Reputation: 32081
This works fine:
import cv2
cv2.VideoCapture('somevideo.mp4').isOpened()
> True
This throws an exception:
import cv2
f = open('somevideo.mp4', 'rb')
cv2.VideoCapture(f)
> TypeError: an integer is required (got type _io.BufferedReader)
I would like the latter example to work because I have a Python file-like object that abstracts the location of the file (not a standard OS filesystem).

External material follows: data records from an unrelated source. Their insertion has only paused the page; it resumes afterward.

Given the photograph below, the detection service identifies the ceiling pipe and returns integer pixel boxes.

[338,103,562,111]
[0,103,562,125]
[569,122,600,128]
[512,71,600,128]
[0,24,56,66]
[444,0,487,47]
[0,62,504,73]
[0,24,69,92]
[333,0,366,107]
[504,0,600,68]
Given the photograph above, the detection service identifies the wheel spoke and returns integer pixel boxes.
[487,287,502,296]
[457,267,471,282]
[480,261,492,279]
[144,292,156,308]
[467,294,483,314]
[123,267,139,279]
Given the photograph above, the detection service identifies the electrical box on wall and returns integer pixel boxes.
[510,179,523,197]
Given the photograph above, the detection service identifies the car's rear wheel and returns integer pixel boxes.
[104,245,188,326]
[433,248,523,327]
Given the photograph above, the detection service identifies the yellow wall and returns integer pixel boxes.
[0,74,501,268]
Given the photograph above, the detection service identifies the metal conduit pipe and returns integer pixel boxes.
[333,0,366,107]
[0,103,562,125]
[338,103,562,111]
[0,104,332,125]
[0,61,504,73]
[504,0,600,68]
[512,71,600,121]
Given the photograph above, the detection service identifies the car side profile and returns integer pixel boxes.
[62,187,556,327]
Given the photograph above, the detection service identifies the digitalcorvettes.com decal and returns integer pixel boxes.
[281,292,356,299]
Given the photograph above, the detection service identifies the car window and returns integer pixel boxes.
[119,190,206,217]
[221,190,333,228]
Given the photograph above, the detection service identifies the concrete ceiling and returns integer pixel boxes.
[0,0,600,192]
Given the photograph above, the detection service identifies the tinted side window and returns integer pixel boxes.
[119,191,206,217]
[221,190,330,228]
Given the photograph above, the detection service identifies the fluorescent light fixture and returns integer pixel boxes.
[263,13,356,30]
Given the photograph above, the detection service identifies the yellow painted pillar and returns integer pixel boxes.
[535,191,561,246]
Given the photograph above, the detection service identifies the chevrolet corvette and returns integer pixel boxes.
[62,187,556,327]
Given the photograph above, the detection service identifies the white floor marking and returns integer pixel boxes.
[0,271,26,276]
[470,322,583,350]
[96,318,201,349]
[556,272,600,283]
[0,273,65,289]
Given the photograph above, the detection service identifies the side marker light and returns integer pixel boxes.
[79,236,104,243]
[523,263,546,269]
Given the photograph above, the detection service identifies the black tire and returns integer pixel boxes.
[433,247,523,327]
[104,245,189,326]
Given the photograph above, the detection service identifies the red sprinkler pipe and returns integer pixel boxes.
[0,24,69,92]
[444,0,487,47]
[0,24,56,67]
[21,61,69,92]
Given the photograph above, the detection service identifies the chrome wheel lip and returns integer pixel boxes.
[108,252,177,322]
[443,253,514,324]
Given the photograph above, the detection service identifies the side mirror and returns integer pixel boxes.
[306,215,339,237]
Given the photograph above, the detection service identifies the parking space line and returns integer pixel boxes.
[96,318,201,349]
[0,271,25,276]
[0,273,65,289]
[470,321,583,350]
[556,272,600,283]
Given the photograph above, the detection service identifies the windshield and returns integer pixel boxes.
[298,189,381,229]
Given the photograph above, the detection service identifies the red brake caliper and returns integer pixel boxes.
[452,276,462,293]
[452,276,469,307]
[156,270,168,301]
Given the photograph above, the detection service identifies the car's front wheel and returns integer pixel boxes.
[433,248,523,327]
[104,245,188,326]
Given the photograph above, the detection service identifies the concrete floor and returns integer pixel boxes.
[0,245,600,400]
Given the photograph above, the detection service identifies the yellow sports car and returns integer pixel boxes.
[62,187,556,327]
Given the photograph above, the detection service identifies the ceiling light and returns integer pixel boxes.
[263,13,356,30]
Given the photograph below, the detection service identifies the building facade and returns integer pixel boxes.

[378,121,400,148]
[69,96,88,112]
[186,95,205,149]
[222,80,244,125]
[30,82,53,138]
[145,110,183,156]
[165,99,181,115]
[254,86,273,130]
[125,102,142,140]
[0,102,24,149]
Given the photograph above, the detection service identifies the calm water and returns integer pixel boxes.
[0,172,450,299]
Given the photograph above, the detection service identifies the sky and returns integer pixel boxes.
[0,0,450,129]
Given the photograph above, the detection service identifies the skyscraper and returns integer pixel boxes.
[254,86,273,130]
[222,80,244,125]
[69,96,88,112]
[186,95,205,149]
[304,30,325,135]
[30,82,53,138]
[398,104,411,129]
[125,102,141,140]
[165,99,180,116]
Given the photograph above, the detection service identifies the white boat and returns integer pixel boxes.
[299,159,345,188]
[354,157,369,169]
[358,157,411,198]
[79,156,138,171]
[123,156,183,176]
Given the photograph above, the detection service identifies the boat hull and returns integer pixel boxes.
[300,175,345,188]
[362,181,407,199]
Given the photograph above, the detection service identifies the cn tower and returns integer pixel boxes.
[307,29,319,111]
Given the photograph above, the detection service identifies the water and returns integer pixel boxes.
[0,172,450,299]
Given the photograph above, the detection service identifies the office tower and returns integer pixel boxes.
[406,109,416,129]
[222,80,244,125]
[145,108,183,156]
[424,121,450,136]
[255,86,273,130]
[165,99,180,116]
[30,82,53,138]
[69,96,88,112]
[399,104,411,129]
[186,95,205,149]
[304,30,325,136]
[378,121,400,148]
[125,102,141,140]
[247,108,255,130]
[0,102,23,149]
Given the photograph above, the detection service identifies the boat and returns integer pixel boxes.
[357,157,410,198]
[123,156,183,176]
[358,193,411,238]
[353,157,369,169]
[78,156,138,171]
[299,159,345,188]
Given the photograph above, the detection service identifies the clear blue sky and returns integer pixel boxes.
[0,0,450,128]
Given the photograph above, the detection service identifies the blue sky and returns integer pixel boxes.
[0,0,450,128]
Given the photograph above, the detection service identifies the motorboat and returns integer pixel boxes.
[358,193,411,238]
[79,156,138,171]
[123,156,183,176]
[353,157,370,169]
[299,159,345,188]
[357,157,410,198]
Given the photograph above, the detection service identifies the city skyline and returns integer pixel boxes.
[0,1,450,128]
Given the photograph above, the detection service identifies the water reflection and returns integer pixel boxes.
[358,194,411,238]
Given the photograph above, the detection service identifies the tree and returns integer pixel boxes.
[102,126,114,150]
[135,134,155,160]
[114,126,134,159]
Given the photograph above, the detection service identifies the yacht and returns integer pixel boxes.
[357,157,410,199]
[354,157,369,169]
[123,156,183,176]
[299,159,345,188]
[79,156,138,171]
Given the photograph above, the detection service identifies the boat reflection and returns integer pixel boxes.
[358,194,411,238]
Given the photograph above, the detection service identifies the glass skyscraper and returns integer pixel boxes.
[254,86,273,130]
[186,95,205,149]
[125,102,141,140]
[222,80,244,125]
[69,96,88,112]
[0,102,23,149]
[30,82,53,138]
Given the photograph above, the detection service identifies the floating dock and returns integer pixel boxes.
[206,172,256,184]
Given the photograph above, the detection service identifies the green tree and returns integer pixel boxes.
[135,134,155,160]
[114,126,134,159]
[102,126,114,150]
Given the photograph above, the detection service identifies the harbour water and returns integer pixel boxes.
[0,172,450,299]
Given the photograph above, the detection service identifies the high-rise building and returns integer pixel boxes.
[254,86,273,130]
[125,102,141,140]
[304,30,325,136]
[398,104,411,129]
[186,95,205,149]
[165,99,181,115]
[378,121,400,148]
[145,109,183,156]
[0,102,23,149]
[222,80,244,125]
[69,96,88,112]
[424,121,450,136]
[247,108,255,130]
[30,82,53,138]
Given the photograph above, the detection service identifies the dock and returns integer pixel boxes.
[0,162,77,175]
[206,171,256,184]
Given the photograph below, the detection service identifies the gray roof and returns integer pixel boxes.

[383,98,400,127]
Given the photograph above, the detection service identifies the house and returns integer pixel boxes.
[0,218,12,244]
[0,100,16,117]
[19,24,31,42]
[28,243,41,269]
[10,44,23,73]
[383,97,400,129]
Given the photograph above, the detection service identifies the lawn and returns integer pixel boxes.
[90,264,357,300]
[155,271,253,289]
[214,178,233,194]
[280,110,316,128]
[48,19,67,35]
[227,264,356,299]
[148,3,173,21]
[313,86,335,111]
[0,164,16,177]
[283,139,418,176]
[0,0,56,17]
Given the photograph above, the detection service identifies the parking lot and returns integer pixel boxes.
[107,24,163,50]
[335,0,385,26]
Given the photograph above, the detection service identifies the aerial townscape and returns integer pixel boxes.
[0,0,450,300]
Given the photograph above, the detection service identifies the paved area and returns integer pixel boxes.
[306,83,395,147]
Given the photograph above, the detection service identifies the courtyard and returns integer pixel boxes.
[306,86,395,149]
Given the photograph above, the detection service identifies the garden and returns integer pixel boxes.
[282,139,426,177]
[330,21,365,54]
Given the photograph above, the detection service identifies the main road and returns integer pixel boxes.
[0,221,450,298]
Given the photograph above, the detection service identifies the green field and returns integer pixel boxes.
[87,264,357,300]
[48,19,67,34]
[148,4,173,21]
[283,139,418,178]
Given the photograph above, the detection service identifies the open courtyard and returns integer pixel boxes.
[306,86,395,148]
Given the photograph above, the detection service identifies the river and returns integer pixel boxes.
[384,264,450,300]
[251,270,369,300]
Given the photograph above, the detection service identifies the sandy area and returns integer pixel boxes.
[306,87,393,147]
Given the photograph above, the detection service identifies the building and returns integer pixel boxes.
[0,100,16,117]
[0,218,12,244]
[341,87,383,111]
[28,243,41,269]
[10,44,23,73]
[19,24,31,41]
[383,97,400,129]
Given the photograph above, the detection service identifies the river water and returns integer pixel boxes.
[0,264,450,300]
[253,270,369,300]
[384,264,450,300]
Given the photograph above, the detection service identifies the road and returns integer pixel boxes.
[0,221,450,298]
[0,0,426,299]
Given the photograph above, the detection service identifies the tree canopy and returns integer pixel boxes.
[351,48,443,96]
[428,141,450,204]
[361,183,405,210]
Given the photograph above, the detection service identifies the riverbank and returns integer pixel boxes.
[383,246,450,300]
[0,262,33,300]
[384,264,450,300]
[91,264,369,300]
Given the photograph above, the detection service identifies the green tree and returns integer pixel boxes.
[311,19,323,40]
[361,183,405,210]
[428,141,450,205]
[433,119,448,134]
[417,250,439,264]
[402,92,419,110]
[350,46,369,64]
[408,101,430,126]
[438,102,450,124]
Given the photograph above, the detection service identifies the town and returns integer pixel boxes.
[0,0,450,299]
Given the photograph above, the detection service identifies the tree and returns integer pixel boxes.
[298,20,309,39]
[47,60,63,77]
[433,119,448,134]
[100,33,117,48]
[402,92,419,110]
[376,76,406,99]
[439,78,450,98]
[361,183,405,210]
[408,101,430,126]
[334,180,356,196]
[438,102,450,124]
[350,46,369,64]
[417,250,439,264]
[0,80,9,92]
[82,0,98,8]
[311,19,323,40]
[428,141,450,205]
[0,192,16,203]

Can OpenCV be coaxed into accepting a standard python file-like object? From this exception it looks like it will only support a file descriptor or filename string.
Upvotes: 4
Views: 1737
Reputation: 23032
OpenCV is a C++ library with Python bindings auto-generated. Partly because of that, in general, the Python library is not really extensible or flexible at all. The parameter you send into the function gets sent to C++, and you will get an error on anything it's not expecting. From the latest docs, the available constructors for a VideoCapture
object are:
VideoCapture ()
Default constructor. More...
VideoCapture (const String &filename, int apiPreference=CAP_ANY)

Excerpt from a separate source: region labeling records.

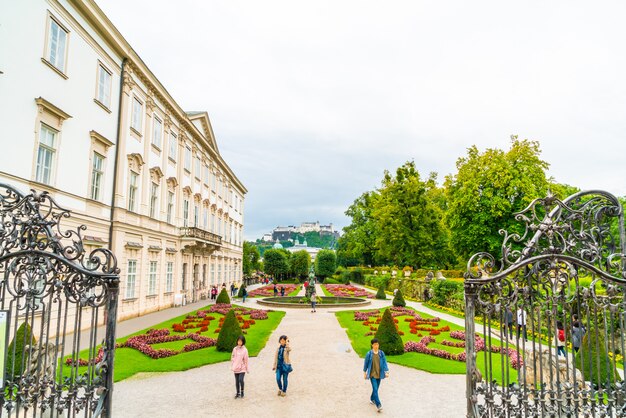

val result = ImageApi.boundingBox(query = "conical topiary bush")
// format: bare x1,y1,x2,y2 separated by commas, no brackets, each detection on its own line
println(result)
576,329,618,387
215,308,243,352
391,289,406,307
237,283,246,299
375,309,404,356
6,322,37,378
215,287,230,304
376,286,387,300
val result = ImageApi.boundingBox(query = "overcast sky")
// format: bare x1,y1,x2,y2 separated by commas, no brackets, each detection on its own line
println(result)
97,0,626,239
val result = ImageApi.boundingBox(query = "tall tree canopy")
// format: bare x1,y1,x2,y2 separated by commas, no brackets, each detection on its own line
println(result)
242,241,261,276
445,136,549,259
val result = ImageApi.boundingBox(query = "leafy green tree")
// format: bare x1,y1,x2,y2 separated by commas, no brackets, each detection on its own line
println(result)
315,250,337,278
289,250,311,278
337,192,378,265
375,309,404,356
576,328,619,387
242,241,261,276
215,287,230,304
372,161,448,266
445,136,548,259
391,289,406,307
263,249,289,278
6,322,37,378
215,309,243,353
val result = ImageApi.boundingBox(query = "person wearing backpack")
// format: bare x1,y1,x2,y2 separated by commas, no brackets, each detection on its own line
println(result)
556,321,567,357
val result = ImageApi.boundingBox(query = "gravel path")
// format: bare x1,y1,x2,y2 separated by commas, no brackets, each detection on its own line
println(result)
113,289,466,418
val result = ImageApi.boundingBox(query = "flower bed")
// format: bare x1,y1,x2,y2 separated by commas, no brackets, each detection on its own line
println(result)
65,304,269,366
322,284,376,299
248,283,299,298
352,307,523,370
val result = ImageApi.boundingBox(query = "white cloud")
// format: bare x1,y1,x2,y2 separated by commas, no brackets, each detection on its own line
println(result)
100,0,626,238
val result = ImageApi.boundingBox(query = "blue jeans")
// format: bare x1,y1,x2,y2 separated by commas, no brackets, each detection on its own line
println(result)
370,377,380,408
276,370,289,393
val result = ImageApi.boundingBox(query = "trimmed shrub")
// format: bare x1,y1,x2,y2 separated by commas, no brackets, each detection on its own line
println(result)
391,289,406,307
215,308,243,352
6,322,37,378
430,279,463,306
576,329,619,388
376,286,387,300
236,283,246,298
215,287,230,304
375,309,404,356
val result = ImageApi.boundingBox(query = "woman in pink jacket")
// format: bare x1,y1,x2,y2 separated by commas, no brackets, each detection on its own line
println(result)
230,335,250,399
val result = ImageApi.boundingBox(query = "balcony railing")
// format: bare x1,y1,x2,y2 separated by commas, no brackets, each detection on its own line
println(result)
180,227,222,245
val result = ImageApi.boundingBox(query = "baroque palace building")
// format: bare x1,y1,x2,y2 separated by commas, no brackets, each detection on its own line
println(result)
0,0,247,319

Opens a video file or a capturing device or an IP video stream for video capturing with API Preference. More...
VideoCapture (int index, int apiPreference=CAP_ANY)

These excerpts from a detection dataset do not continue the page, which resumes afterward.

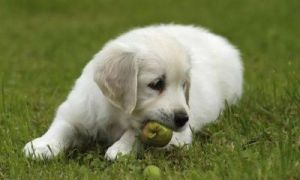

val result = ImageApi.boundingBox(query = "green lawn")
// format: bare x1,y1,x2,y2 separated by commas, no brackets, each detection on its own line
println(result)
0,0,300,179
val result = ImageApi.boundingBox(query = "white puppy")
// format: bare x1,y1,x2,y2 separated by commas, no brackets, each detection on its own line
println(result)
24,25,243,160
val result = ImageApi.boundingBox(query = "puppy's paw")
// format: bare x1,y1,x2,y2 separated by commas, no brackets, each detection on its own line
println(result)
105,142,132,161
23,138,62,160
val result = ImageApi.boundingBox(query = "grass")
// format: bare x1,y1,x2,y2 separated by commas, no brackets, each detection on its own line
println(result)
0,0,300,179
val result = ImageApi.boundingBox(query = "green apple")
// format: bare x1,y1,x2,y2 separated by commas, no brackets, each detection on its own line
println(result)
141,121,173,147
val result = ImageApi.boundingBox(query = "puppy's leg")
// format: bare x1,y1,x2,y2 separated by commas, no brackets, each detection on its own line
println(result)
23,102,75,159
164,126,193,149
105,129,136,160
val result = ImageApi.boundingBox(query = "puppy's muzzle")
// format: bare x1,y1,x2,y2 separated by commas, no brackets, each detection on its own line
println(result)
174,111,189,128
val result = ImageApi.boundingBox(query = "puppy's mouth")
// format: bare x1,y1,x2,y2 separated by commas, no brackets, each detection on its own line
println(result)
141,119,186,132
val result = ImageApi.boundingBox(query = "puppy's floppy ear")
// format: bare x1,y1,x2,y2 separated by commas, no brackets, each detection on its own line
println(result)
94,46,138,114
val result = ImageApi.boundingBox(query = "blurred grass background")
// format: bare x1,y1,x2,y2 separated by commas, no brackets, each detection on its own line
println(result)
0,0,300,179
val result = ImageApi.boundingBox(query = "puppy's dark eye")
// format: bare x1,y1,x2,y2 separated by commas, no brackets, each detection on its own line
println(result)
148,78,165,91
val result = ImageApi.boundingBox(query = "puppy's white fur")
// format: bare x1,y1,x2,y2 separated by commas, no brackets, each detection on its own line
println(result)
24,25,243,159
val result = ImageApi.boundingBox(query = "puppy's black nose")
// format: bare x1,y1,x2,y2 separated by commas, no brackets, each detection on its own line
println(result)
174,111,189,127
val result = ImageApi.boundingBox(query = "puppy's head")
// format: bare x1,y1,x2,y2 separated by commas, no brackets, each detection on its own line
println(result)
95,35,190,131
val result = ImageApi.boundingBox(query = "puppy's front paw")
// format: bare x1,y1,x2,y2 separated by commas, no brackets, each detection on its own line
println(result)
105,142,132,161
23,138,62,159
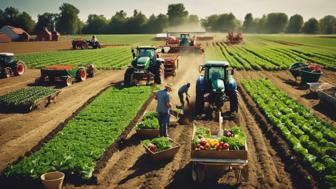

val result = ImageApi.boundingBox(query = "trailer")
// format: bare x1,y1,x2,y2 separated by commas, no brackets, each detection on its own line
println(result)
158,53,179,77
35,64,95,86
190,112,248,183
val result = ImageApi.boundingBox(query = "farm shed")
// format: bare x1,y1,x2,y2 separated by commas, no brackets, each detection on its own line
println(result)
0,25,30,41
36,27,60,41
0,32,12,43
36,27,51,41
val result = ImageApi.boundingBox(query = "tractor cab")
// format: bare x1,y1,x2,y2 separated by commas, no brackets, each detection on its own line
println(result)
0,53,16,65
180,33,193,46
132,46,157,70
196,61,237,112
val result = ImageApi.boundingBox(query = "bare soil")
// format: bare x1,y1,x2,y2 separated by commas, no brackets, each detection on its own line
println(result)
0,70,123,172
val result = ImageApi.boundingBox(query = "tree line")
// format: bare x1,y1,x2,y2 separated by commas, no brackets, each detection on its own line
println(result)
0,3,336,34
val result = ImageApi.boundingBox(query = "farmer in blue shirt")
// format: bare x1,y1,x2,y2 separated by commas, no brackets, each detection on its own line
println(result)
177,83,190,108
155,84,172,137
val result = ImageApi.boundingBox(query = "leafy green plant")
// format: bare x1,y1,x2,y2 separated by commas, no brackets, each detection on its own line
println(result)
5,86,151,180
242,79,336,187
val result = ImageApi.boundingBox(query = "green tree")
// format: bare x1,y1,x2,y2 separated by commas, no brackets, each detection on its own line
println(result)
188,15,200,24
35,12,58,33
243,13,253,32
320,15,336,34
286,14,303,33
13,12,36,33
265,13,288,33
83,14,108,34
126,10,147,33
56,3,80,34
302,18,320,34
167,3,189,26
145,14,169,33
108,10,127,33
3,7,20,25
0,9,5,28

Opens a camera for video capturing. More...
So you can see the only valid signatures contain either an integer index for the device number, or a string which is expected to be a filename. The open()
method has the same expectations on signatures.
OpenCV doesn't really provide first class support for video; instead it relies on a number of possible backend libraries. Your best bet if you want swap-ability is just to copy the API and use some other library (perhaps ffmpeg
) to decode the raw binary stream.
Another idea would be to create a webserver and serve the data. OpenCV accepts URLs in addition to filenames. This introduces latency though, even when serving locally, so it's not a great option (but if the video is remote anyways, then maybe it's not a bad idea).